Doch irgendwie versickerte das alles nach Beratungen, Abstimmungen zwischen den Behörden und Ausschreibungen. Passiert war nichts.
Coup in der Kunsthalle sorgfältig vorbereitet
Nur wenige Tage nach dem Kunstraub 1978 kommt den Ermittlern dann Kommissar Zufall zu Hilfe. Von der Mitnahme-Theorie bleibt nicht mehr viel übrig. Nicht mal eine Woche nach der Tat vermeldet die Tagesschau:
"Die Hamburger Kunsthalle hat ihre gestohlenen Gemälde wieder. Die Polizei wurde durch einen Hinweis des Personals auf den Täter aufmerksam. [...] Der 36-Jährige hatte den Coup sorgfältig vorbereitet. Er ließ sich in einen Nebenraum der Kunsthalle einschließen. Bei seinen häufigen Besuchen in der Kunsthalle soll er von Aufsichtsangestellten erfahren haben, dass die Alarmanlage nicht funktioniert. Am späten Samstagabend löste er die Bilder aus den Rahmen und band sie mit einem Klebestreifen zu einem Bündel zusammen. Als, wie es hieß, gelernter Fallschirmjäger sprang er anschließend aus einem vier Meter hohen Fenster auf das benachbarte Gelände der Bundesbahn und entkam."
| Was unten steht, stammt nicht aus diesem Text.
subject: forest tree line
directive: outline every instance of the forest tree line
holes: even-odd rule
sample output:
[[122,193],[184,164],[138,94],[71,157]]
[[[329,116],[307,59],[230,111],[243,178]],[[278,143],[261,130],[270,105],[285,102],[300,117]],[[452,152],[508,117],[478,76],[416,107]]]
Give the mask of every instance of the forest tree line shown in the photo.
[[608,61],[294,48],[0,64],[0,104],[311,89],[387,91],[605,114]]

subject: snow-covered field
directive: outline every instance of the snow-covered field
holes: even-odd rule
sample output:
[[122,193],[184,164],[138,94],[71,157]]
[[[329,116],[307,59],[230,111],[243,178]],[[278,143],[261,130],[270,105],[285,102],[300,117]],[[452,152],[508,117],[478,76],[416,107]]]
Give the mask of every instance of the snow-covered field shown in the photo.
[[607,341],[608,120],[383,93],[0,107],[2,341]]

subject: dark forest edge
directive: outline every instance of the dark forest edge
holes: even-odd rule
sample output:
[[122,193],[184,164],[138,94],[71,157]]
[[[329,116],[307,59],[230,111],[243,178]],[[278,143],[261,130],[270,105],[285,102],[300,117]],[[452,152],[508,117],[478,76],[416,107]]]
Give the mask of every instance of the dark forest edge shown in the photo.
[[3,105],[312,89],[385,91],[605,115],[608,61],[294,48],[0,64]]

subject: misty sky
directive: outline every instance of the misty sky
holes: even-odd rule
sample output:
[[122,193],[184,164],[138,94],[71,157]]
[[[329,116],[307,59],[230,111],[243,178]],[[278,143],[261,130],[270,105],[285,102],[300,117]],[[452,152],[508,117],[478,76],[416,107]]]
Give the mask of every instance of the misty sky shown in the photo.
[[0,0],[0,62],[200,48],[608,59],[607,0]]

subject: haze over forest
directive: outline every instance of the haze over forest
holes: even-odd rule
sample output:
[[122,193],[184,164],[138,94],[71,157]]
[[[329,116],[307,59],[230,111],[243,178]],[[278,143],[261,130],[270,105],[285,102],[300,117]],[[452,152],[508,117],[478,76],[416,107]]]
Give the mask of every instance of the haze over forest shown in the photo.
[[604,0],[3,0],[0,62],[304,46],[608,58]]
Das aufmerksame Personal, das war die Pächterin des Cafés in der Hamburger Kunsthalle. Fast täglich war ihren Aussagen zufolge ein Museumsbesucher bei ihr gewesen. Er hatte viele Gemälde fotografiert und anschließend immer einen Kaffee getrunken. Wochenlang. Nach dem spektakulären Diebstahl tauchte er aber nicht mehr auf. Sie erkannte den Mann dann am Großneumarkt und alarmierte die Polizei.
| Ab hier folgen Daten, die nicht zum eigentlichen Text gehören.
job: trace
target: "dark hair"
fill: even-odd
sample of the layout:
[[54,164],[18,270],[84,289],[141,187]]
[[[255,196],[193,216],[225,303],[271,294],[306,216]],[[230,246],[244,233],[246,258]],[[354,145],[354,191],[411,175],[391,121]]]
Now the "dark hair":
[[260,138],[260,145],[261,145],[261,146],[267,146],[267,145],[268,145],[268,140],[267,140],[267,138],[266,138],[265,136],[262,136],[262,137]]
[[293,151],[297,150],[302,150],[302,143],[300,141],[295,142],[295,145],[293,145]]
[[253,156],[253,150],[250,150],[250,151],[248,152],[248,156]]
Statt Lösegeld gibt es Gefängnis
Hinter dem einst regelmäßigen Museumsbesucher verbarg sich Jürgen P., 36 Jahre alt, ein ehemaliger Fallschirmjäger, Tellerwäscher, Grafiker, Verkäufer und Taxifahrer. Nichts hatte so richtig geklappt in seinem Leben und auch sein Laden für Zierfische wurde zur Pleite. Die erbeuteten Gemälde hatte er in einem Koffer in der Wohnung seiner Freundin versteckt - die von alldem nichts wusste. Ein paar Wochen hatte er warten und die Bilder dann der Kunsthalle zum Rückkauf anbieten wollen.
Doch auch dieser Plan geht nicht auf: Die Polizei nimmt Jürgen P. am 4. August 1978 fest und kann auch gleich alle geraubten Gemälde in der Wohnung sicherstellen. Statt der erhofften 250.000 D-Mark Lösegeld bekommt Jürgen P. wenig später vom Landgericht dreieinhalb Jahre Gefängnis aufgebrummt. Die Café-Pächterin hingegen kann sich über eine stattliche Belohnung freuen - und die Hamburger Kunsthalle immerhin zwei Jahre später endlich über eine neue Alarmanlage.